Don’t forget “the sweating!”
btw can I request the next little known movie review?
How about the rare 1991 classic Mannequin: On the Move?
http://www.imdb.com/title/tt0102395/
Its the sequel to the hall of famer B-Movie Mannequin[1987]
http://www.imdb.com/title/tt0093493/
That’s a good one! Is it sad that I have seen that movie more than once? More than twice, even? Yes, I think we can agree that it’s extremely sad. I’ve seen it so many times that I don’t even need to go back to imdb.com to remind myself of the details.
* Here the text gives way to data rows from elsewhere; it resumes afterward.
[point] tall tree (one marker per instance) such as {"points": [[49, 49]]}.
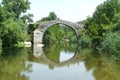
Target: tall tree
{"points": [[102, 19], [15, 7]]}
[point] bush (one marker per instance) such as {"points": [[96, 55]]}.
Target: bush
{"points": [[111, 44]]}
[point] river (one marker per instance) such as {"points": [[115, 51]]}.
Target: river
{"points": [[57, 62]]}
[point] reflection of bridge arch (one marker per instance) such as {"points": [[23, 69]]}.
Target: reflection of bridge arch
{"points": [[41, 58], [39, 33]]}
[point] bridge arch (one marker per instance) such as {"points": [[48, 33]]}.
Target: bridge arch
{"points": [[39, 32]]}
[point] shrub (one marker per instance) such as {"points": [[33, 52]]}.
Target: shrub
{"points": [[111, 44]]}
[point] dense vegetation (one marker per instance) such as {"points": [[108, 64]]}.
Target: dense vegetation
{"points": [[103, 28], [12, 22]]}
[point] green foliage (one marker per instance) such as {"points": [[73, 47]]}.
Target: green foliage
{"points": [[52, 16], [111, 44], [12, 23], [102, 20], [59, 33], [15, 7]]}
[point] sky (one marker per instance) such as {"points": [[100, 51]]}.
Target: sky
{"points": [[71, 10]]}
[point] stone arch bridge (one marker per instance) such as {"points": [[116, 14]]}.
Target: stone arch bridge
{"points": [[39, 32]]}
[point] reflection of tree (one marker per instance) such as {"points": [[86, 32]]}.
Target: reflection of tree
{"points": [[52, 52], [12, 65], [104, 68]]}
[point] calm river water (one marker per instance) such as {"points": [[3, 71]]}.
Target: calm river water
{"points": [[57, 62]]}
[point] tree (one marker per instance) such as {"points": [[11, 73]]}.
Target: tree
{"points": [[51, 16], [102, 19], [12, 32]]}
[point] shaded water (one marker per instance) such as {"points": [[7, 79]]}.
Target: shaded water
{"points": [[57, 62]]}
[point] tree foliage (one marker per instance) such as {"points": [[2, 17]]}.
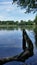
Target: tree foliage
{"points": [[29, 5]]}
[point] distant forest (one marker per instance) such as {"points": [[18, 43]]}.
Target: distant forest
{"points": [[29, 22]]}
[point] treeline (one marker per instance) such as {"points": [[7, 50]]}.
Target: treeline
{"points": [[29, 22]]}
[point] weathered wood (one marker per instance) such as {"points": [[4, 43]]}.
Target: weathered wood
{"points": [[29, 42], [28, 52], [24, 41]]}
Oh, and when I sad “That’s a good one,” I meant that’s a really bad one, but a good suggestion. Thought I’d clarify…
I have seen it twice too
Once when I was 12 and then again last year my girlfriend(now ex, and this was a huge part of why we aren’t going out anymore)made me watch it. The first one from 1987 was okay. I mean it wasn’t gonna get best picture of the year but it was tolerable. The second one was absolute trash. One and a half hours of watching the black guy from Dave’s World(I think his name is Mischa Taylor or something)act like Richard Simmons and the entire cast of Queer eye combined, how could that not work?
How dare you desecrate the good name of Meschach Taylor! I have modeled my entire life after the style and overall panache of Hollywood Montrose! I was very disappointed with Meschach’s role in “Designing Women,” though. He still seemed kinda gay, but it just wasn’t the same.
Then Delta Burke ate him.
AHA!!!I KNEW IT-Scott Baio you have played into my web of deceit. I knew if I brought up the name Meschach Taylor you would no doubt reveal that you stole Meschach’s idea for your show. Admit it-It was going to be “Meschach Taylor is 46 and pregnant” wasn’t it? (even though he isn’t technically 46)
Oh, crap! Can Meshach get pregnant through anal sex? He swore to me that it wouldn’t happen. That liar!
Yea, he can. See thats what happens when you don’t pay attention to your after-school special hosted by the Republican Party.